Beim monatlichen offenen politischen Treffen des Kreisverbandes am vergangenen Montag wurden Aktionen verabredet, mit denen um noch mehr Unterschriften gegen die unsoziale Kopfpauschale geworben werden soll.
Pesch weiter: „Das Prinzip der Kopfpauschale ist: je geringer das Einkommen, desto höher die Belastung. Gering- und Normalverdiener stemmen die Entlastung der Besserverdienenden. Dagegen werden wir uns wehren.
Schon heute wird mit den 8 Euro Zusatzbeiträgen die paritätische Zahlung zwischen Arbeitgebern und Arbeitnehmern weiter ausgehöhlt und der Einstieg in die Kopfpauschale vorbereitet. Bezieher kleinerer Einkommen werden damit proportional stärker belastet als Großverdiener. Gerade Rentnerinnen und Rentner und sozial Schwache sind besonders hart getroffen.

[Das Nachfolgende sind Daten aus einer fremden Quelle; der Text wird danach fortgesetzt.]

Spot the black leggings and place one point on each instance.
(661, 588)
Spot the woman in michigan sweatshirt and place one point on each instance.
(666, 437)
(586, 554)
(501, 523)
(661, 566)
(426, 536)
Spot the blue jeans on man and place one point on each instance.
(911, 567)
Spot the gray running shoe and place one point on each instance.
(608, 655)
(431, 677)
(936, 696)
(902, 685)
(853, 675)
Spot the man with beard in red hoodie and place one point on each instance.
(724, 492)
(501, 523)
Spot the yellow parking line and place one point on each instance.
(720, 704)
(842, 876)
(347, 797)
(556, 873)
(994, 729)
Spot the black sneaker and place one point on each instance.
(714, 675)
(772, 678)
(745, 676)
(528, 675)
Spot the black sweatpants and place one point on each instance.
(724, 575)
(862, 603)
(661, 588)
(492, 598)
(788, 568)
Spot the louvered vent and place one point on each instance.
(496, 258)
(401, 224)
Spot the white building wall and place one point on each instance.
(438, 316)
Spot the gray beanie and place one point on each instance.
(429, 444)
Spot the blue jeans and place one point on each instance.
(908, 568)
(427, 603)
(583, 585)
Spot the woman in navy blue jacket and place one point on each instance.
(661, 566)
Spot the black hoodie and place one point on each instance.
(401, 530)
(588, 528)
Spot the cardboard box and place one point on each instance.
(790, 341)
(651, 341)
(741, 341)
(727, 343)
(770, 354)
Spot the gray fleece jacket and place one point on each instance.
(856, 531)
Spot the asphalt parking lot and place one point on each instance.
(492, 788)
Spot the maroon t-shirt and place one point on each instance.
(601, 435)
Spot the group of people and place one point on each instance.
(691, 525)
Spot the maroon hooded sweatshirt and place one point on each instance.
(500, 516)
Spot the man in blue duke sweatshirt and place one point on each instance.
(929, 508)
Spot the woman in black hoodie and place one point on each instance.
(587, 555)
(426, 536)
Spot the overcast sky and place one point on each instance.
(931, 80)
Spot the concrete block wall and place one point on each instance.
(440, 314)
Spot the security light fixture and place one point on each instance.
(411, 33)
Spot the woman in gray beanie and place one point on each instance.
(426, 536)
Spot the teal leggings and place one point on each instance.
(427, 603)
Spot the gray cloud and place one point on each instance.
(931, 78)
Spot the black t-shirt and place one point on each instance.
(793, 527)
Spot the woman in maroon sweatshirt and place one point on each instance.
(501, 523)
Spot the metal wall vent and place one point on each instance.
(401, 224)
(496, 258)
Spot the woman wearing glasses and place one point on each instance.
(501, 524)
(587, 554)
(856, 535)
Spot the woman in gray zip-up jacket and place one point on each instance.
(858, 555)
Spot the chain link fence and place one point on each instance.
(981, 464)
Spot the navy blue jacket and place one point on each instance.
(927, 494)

Besondere Brisanz gewinnt das Thema im Landtagswahlkampf in NRW. Über eine geänderte Regierungsmehrheit in NRW ließe sich die Kopfpauschale im Bundesrat verhindern. „Gemeinsam mit unserer Landtagsabgeordneten Liesel Koschorreck und unserem Landtagskandidaten im Nordkreis Peter Münstermann werden wir die letzten Tage vor der Landtagswahl am Sonntag nutzen, um für mehr Gerechtigkeit im Gesundheitssystem zu kämpfen,“ verspricht Pesch in Namen seiner Aktiven.
Die Seniorenarbeitsgemeinschaft der SPD will keinen Systemwechsel, sondern die Rückkehr zur paritätischen Finanzierung. Für die SPD-Seniorinnen und Senioren ist die Einführung einer Bürgerversicherung der richtige Weg.